9. The intelligent blockage positioning method for a screw air compressor according to claim 8, characterized in that: S4 includes S41; S41. Cross-evaluate the mismatch type and mismatch characteristics, and determine the oil return behavior of the screw air compressor based on the cross-evaluation results, as follows; When the mismatch type is Mlag type mismatch or Mdrop type mismatch, and the residence characteristic corresponding to the mismatch characteristic is continuous residence state or full-cycle residence state, and the regression characteristic is non-regression hold state, it is determined that the current anomaly is mainly formed by the internal structural factors of the return oil hole, and it is marked as an anomaly dominated by the return oil hole structure. When the mismatch type is mainly Mlead type mismatch, and the regression characteristic corresponding to the mismatch characteristic is a complete regression state or a residual regression state, it is determined that the current anomaly is caused by external channels or operating conditions, and the return oil hole is in a load abnormality, and it is marked as a return oil hole load abnormality. When the mismatch type and mismatch characteristics do not meet any of the above judgment conditions, it means that the current abnormal state has all of the above mismatch characteristics at the same time, and there is no stable correspondence between the mismatch characteristics. The current abnormal state is judged to be a non-dominant consistent state.

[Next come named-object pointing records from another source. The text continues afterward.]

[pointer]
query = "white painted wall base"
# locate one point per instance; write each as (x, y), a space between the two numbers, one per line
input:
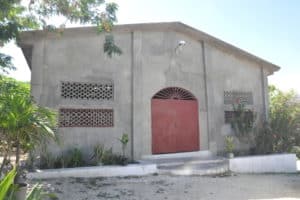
(277, 163)
(100, 171)
(204, 154)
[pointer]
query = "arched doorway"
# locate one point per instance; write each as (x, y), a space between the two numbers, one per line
(174, 115)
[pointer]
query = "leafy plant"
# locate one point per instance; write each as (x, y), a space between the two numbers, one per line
(75, 158)
(296, 150)
(229, 144)
(23, 124)
(17, 15)
(264, 140)
(8, 189)
(124, 141)
(6, 184)
(98, 152)
(243, 122)
(109, 158)
(281, 133)
(37, 193)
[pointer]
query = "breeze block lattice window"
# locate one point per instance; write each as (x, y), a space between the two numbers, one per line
(229, 115)
(233, 97)
(86, 117)
(88, 91)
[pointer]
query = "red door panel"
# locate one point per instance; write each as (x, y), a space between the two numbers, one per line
(174, 126)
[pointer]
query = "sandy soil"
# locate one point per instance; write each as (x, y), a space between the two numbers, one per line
(266, 186)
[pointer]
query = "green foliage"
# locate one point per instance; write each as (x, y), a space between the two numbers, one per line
(68, 159)
(109, 158)
(110, 47)
(37, 193)
(23, 124)
(74, 158)
(8, 189)
(284, 119)
(296, 150)
(282, 132)
(229, 144)
(124, 141)
(37, 14)
(264, 140)
(6, 184)
(98, 151)
(243, 122)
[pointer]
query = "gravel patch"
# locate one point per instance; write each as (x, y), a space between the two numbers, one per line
(265, 186)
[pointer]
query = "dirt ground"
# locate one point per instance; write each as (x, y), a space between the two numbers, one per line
(266, 186)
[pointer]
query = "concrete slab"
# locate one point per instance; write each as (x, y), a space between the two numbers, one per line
(202, 154)
(99, 171)
(276, 163)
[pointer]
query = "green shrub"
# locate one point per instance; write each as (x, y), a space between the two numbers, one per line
(98, 151)
(296, 150)
(229, 144)
(109, 158)
(124, 141)
(282, 131)
(242, 123)
(75, 158)
(70, 158)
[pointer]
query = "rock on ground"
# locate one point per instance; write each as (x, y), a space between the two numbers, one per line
(265, 186)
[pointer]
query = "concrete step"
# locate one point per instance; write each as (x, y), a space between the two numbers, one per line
(212, 167)
(191, 163)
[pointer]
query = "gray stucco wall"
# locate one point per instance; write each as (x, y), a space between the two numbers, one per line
(148, 64)
(80, 58)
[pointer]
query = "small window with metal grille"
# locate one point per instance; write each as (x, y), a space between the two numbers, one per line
(230, 115)
(233, 97)
(86, 117)
(87, 91)
(174, 93)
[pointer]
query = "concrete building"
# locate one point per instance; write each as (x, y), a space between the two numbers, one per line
(171, 90)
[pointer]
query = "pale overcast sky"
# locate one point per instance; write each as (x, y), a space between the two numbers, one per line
(268, 29)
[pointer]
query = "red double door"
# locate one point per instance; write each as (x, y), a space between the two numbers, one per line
(174, 126)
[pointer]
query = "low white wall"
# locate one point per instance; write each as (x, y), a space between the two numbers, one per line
(100, 171)
(277, 163)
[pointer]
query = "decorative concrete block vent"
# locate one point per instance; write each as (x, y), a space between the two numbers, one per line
(87, 91)
(277, 163)
(232, 97)
(86, 117)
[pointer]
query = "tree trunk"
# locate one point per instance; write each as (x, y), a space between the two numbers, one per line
(3, 163)
(17, 154)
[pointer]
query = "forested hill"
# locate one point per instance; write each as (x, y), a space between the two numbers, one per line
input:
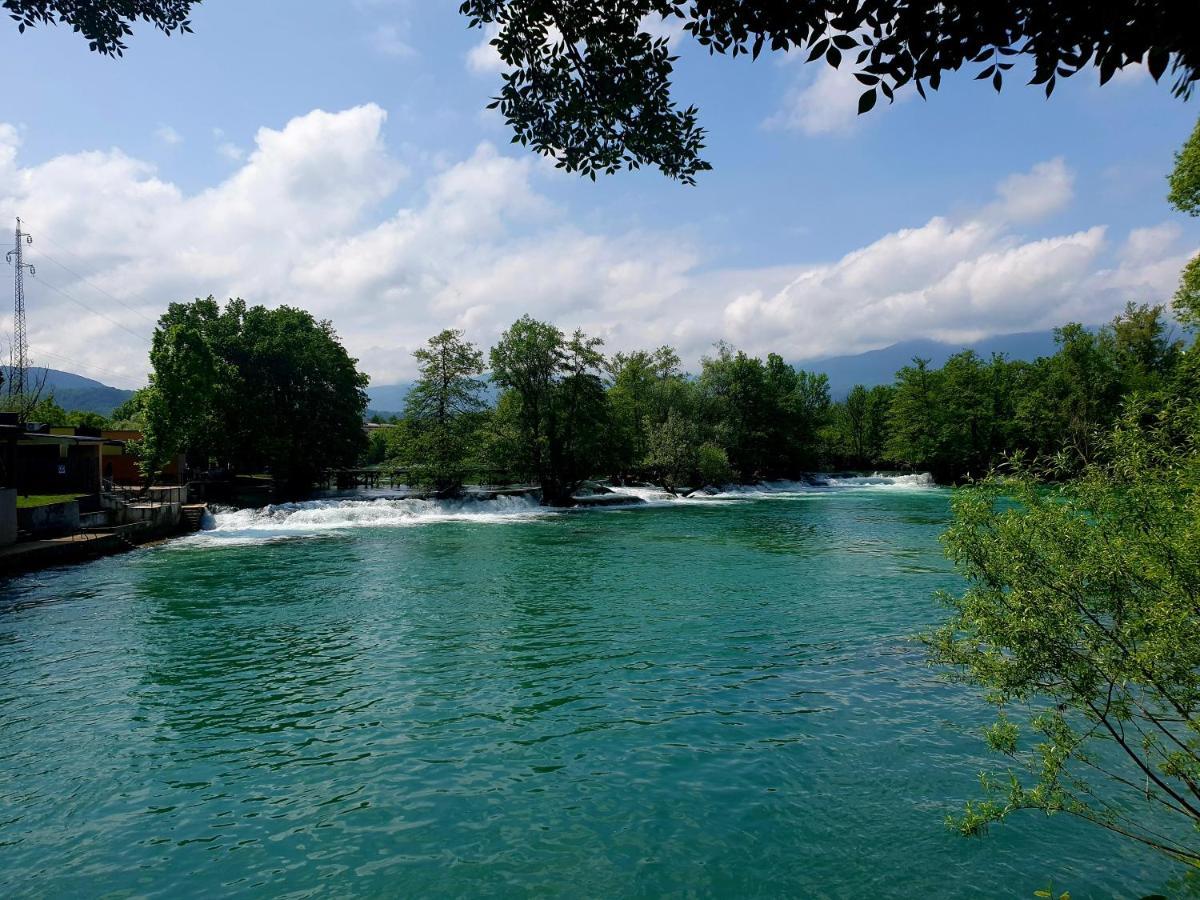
(876, 367)
(76, 393)
(868, 369)
(73, 391)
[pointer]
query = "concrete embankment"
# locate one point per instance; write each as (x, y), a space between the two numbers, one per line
(145, 523)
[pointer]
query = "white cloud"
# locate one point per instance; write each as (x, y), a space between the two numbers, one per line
(312, 217)
(168, 136)
(823, 101)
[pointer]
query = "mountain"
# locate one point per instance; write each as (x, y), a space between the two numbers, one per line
(387, 399)
(76, 393)
(880, 366)
(870, 369)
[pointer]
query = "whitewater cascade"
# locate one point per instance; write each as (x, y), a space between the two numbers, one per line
(325, 516)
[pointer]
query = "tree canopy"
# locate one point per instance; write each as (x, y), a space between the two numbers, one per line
(247, 389)
(591, 85)
(105, 24)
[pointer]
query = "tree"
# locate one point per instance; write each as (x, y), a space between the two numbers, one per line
(589, 85)
(439, 407)
(252, 389)
(553, 412)
(672, 453)
(1185, 178)
(736, 405)
(640, 397)
(912, 423)
(1185, 196)
(105, 24)
(1081, 612)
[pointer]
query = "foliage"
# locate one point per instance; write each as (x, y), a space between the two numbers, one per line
(673, 455)
(1081, 612)
(647, 385)
(1187, 299)
(249, 388)
(555, 407)
(1185, 178)
(713, 465)
(442, 406)
(105, 24)
(46, 411)
(588, 85)
(971, 414)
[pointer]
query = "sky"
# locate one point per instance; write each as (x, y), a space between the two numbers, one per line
(340, 157)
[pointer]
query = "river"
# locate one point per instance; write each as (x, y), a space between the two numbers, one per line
(709, 697)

10. The intelligent blockage positioning method for a screw air compressor according to claim 9, characterized in that: S5 includes S51; S51. Based on the oil return behavior status determination result, determine the direction of the oil return hole of the screw air compressor and output the positioning direction result; When the oil return behavior status determination result indicates that the oil return hole structure is the dominant abnormality, the specific judgment is as follows: If the main mismatch type of the return oil behavior status determination result is Mdrop type mismatch, it means that the return oil behavior inside and outside the return oil hole is interrupted synchronously. The abnormality is concentrated in the throttling position of the return oil hole itself, corresponding to the orifice diameter and the orifice throttling section. If the main mismatch type of the return oil behavior status determination result is Mlag type mismatch, it indicates that there is lag in the return oil behavior in the return oil hole. Combined with the structural flow mismatch status index, the positioning direction is determined: when the residence characteristic is continuous residence state, it points to the throttling section of the orifice neck and orifice opening; when the abnormal residence characteristic is discrete residence state or the regression characteristic is residual regression state, it points to the receiving section of the return oil channel outlet. When the return oil behavior status determination indicates abnormal or non-dominant consistent state of the return oil hole, the abnormality is limited to the non-return oil hole itself, and is uniformly pointed to the adjacent channel section of the inlet channel and the adjacent bearing section of the return oil channel.